Russian Festival Culture
Rejecting at the outset the simplistic translation of politics into the terms of religion, the author of Soviet Mass Festivals could hardly avoid discussing interrelations between Soviet secular and Russian religious holidays. Given the rich tradition of accommodating polytheist rituals by Christianity in general and its Orthodox version in particular, it is not unexpected to see the partial transfer of some general reverential practices―such as the veneration of “icons”―from religious to state absolutism: indeed, the huge portraits of state leaders were a staple of each and every Soviet demonstration. More surprising is the survival of religious holidays―irrespective of particular confession―in the private calendar of both educated and uneducated Russians. Wolf’s data reveals the superiority of the Christian festive calendar over the Soviet one for much of the 1920s, and their more or less peaceful coexistence thereafter (p. 12, 208, 235). The perception of Bolshevik festivals as “sectarian” processions by Russian peasantry long after the revolution is also of some interest (p. 237): considering the long and stormy tradition of religious dissent in Russia, one could see this categorization as logical from the peasants’ standpoint, particularly given the fact that it was shared by such outspoken advocates of Bolshevism as the American communist John Reed.

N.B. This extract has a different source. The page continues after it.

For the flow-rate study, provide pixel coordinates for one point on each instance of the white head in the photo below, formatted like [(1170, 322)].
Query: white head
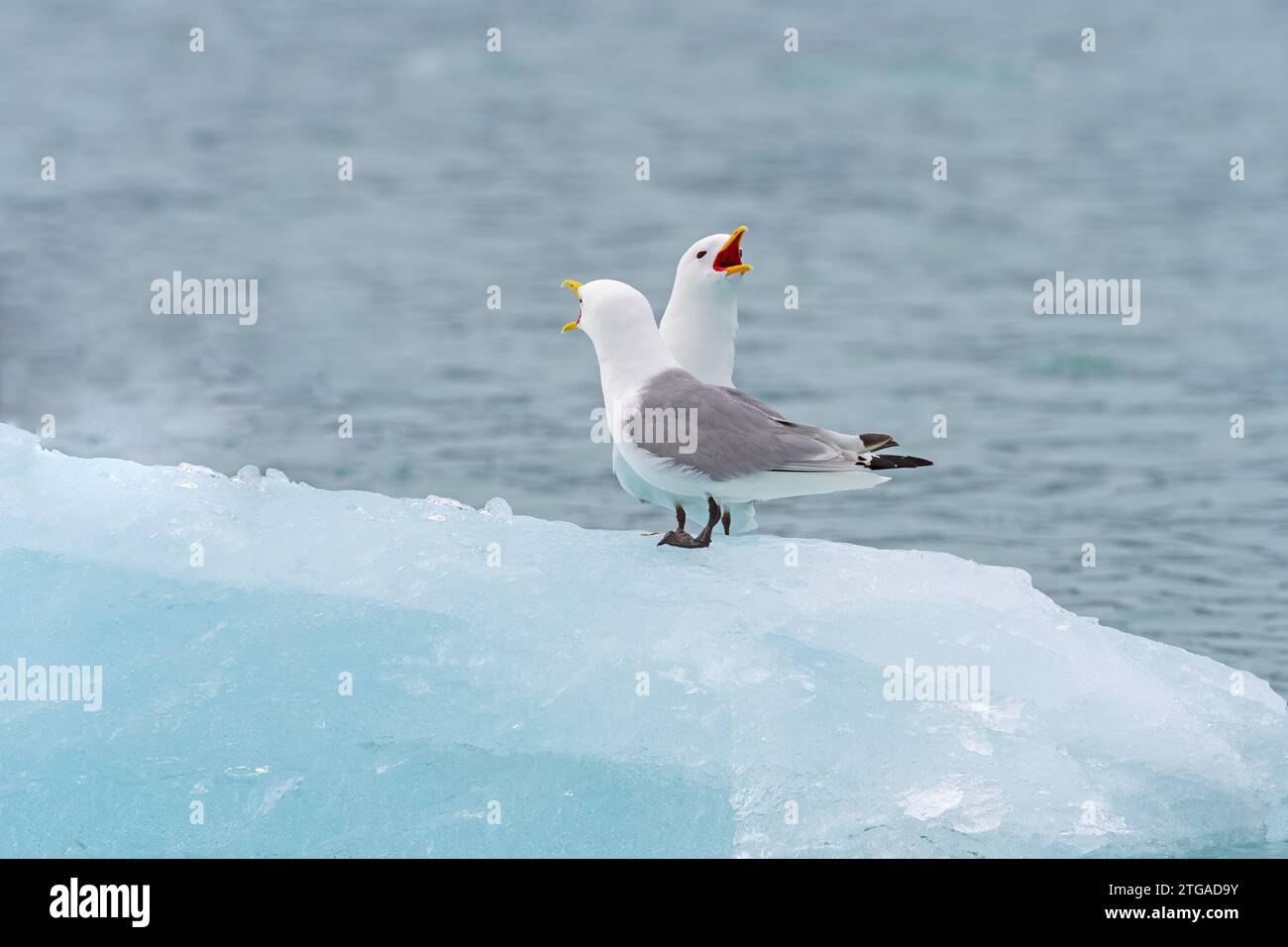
[(712, 266), (700, 321), (618, 321)]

Last but not least, Malte Rolf undertakes an ambitious and extremely well-informed comparison between totalitarian mass festivals in the Soviet Union, Germany and Italy. Fortunately, his analysis does not stop at superficial similarities typically mentioned and commonly overemphasized by scholars: rather than invoking a Russian Sonderweg over and over again, he traces the development of Russian festival culture back to its initial Europeanization carried out by Peter the Great (p. 41). Malte Rolf is very successful in demonstrating the gradual isolation of the Soviet festival model achieved through the aggressive monopolization of European revolutionary symbols and “unquestionably positive beliefs” such as “truth” or “freedom” (Teun van Dijk). [3] Neither the Fascist nor even the Nazi state subscribed to such a conceptual autarchy in their symbolic repertoire; Lenin’s contempt for the idea of world revolution and, in particular, his Nietzschean fixation on power for the sake of power, might have been helpful to explain this phenomenon.
Due to its comprehensive grasp, theoretical refinement and stylistic elegance, Russian Mass Festivals is a pleasure to read and use in the classroom; for any serious research of 20th century public culture, it is truly indispensable.